Действительно, рассказывая о нем, прежде всего думаешь о его доброте. В предисловии к одному из его посмертных сборников Артур Брайянт1 пишет: «Я никогда не видел человека добрей и никогда не видел человека счастливее». В его многочисленных биографиях не найдешь ни слова о том, что он сердился на кого-нибудь в быту или был с кем-нибудь резок. Но доброта его не была пассивной или, как он сам говорил, «безобидной и пристойной»: он активно и шумно радовал людей, например — собирал вокруг себя детей и развлекал их, ловя ртом булочки или играя своим любимым огромным перочинным ножом. Его книги издавались и переиздавались, а он не стал богатым — на его счет учились и лечились бесчисленные родственники, знакомые и даже незнакомые люди. И когда читаешь его, трудно не почувствовать, что все это писал по-настоящему добрый человек.

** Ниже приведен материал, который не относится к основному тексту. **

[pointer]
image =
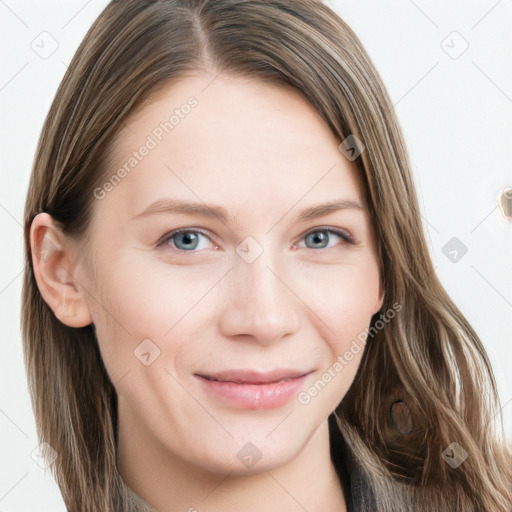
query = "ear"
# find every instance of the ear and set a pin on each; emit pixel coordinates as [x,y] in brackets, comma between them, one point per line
[380,298]
[382,292]
[55,269]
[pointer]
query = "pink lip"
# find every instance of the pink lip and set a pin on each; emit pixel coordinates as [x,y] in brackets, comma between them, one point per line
[253,390]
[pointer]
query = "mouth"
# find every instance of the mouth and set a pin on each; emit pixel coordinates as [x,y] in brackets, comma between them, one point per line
[255,378]
[253,390]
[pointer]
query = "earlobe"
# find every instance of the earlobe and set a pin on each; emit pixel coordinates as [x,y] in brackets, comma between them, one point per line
[54,271]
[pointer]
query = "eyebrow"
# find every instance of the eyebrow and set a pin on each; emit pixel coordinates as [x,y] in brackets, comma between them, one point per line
[177,206]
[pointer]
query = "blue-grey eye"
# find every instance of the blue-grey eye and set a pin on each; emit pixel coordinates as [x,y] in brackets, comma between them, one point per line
[320,238]
[187,240]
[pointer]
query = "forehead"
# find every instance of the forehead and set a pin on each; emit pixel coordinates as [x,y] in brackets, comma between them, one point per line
[232,140]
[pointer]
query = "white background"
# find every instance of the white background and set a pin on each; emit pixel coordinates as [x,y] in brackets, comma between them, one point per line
[456,115]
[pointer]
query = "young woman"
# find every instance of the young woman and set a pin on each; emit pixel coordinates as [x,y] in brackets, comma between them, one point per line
[228,301]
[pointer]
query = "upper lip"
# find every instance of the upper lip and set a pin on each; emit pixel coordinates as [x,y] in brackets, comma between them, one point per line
[253,377]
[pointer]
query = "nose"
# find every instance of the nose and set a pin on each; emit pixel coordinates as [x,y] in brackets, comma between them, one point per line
[259,302]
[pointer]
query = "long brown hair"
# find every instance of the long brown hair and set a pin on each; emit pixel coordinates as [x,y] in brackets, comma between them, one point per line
[428,358]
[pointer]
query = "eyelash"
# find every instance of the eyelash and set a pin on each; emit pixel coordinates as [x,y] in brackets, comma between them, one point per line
[168,237]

Его сравнивали с мудрым и толстым доктором Джонсоном — прославленным лексикографом XVIII века. Сравнивали его и с Томасом Мором, в котором тоже сочетались страсть к истине, рыцарство и юмор. Но сам он никогда не сравнивал себя с великими. Он был очень скромным, или, точнее, смиренным — ведь скромность мы часто ассоциируем с тихостью, а он ни в коей мере не был тихим. («Он любил веселых людей, — писал о нем Хескет Пирсон, — громкую песню, грубую шутку, пил доброе пиво, когда оно было, и предпочитал плохое пиво трезвости».) Во всяком случае, как ни называть это качество, оно поражало многих в таком известном писателе. Он никогда не обижался и всегда первый смеялся над собой. К своим книгам он относился так легко, что друзья и почитатели нередко приходили от этого в отчаяние. Когда умерла его мать, он просто выбросил огромный архив, который собирали много лет его родители: рисунки, письма, рецензии. А когда его спросили: «Какую из своих книг вы считаете самой великой?» — он удивился и ответил: «Я не считаю великой ни одну из своих книг».

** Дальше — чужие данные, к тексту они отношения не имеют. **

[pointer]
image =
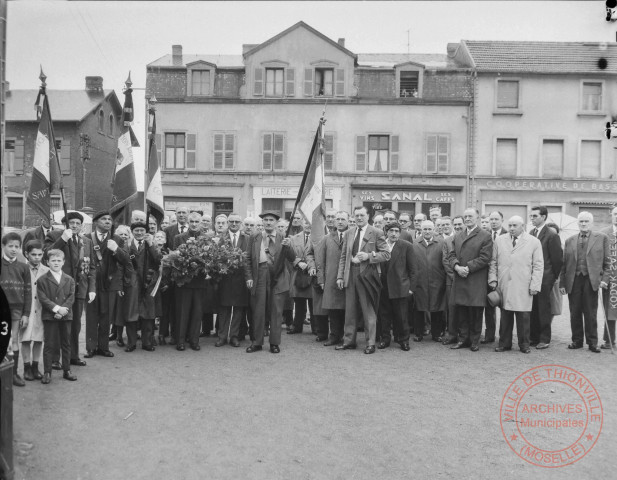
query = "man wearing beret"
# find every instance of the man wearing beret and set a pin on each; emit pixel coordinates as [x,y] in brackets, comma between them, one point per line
[78,254]
[109,260]
[267,277]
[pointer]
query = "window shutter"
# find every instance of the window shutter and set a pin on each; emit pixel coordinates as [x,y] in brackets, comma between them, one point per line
[18,159]
[279,150]
[218,150]
[258,88]
[431,154]
[230,144]
[190,150]
[308,82]
[267,152]
[360,153]
[340,82]
[394,164]
[442,154]
[290,82]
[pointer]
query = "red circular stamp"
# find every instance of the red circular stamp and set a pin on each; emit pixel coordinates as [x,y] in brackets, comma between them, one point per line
[551,416]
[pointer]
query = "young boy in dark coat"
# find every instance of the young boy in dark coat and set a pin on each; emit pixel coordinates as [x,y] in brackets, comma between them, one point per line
[56,292]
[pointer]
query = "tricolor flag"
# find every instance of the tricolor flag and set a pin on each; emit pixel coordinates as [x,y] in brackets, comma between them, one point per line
[311,199]
[154,193]
[45,166]
[124,184]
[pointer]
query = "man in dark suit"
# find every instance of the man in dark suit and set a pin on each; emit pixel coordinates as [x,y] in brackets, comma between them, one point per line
[268,280]
[397,279]
[541,317]
[495,220]
[469,258]
[78,263]
[585,269]
[233,294]
[363,246]
[109,260]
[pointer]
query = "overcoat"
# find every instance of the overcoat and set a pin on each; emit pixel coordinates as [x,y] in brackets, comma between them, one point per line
[430,287]
[517,270]
[473,251]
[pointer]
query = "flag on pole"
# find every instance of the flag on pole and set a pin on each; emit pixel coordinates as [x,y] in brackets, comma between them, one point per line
[45,165]
[124,184]
[311,201]
[154,193]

Его недостатки были оборотной стороной его достоинств. Он казался смешным, а часто и нелепым, потому что в нем не было и капли высокомерия. Он ошибался, путал цитаты, как-то раз даже выдумал за Броунинга целую строчку — если б он не писал так много и так пылко, он бы мог тщательней все проверять. Он был очень рассеян, но только потому, что непрерывно спорил в уме, доказывал, убеждал. Многие его друзья считали, что он никогда не перестает работать — «прикован к мысли».

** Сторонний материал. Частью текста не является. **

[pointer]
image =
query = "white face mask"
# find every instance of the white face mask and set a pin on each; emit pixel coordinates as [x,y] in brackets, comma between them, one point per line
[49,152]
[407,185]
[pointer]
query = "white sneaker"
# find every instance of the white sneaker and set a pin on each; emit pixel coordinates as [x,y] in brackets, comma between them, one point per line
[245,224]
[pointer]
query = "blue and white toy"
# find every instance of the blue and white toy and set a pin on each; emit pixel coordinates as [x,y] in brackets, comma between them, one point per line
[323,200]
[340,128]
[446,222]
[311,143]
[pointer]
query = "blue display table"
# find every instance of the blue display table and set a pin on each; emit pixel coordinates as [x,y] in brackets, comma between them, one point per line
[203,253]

Но есть Честертон, и есть легенда о Честертоне. Многие думают, что это был огромный, толстый добряк, абсолютно не ведающий зла, слепо восхищающийся старой доброй Англией, и новой доброй Англией, и вообще всем на свете. Действительно, он был так весел и кроток, что, «глядя на него, люди в это верили» (см. эссе «Альфред Великий»). «Из вас бы вышел великолепный бог», — писал ему Э. В. Льюкас2. Но в отличие от легенды о короле Альфреде эта легенда не правдивей и не историчней факта; она мешает, а не помогает понять Честертона. Прежде всего Честертон прекрасно ведал зло. В юности, по собственному его признанию, он, выйдя в мир из диккенсовской детской, дошел до полного отчаяния, и его апология надежды и радости спасла его от безумия. Он никак не был толстокожим — он был из тех лишенных кожи людей, которые действительно не могут выносить зла. И уж никак нельзя назвать его оптимистом, если понимать под оптимизмом сытое довольство («Чего они волнуются? Жить можно»). Он волновался всегда, до самой смерти; если б он был равнодушней, он жил бы дольше. Он прекрасно понимал, что жить можно далеко не всегда, и много раз писал о том, что добрая смерть лучше худой жизни. Он радовался добру — и ненавидел зло. Первое заметней, потому что радовался он не по-взрослому сильно. Может быть, единственный его недостаток как писателя в том, что он не мог изобразить уныния. Все, что он писал, весело читать. Атмосфера его романов похожа на атмосферу сказок — такие яркие и чистые там краски, такие четкие характеры, такие немыслимые, на грани клоунады, сцены. Он ненавидел гордость, трусость, жестокость; умел их высмеивать — но не умел передать дух уныния. Приблизительно это он писал о Диккенсе и Стивенсоне, но к нему это относится гораздо больше. У Диккенса есть «Тяжелые времена», у Стивенсона — «Владетель Баллантре», да и в других их книгах можно найти атмосферу отчаяния и уныния. У Честертона ее нет, и, может быть, поэтому многие из его горячих поклонников видят в нем прежде всего сказочника и юмориста.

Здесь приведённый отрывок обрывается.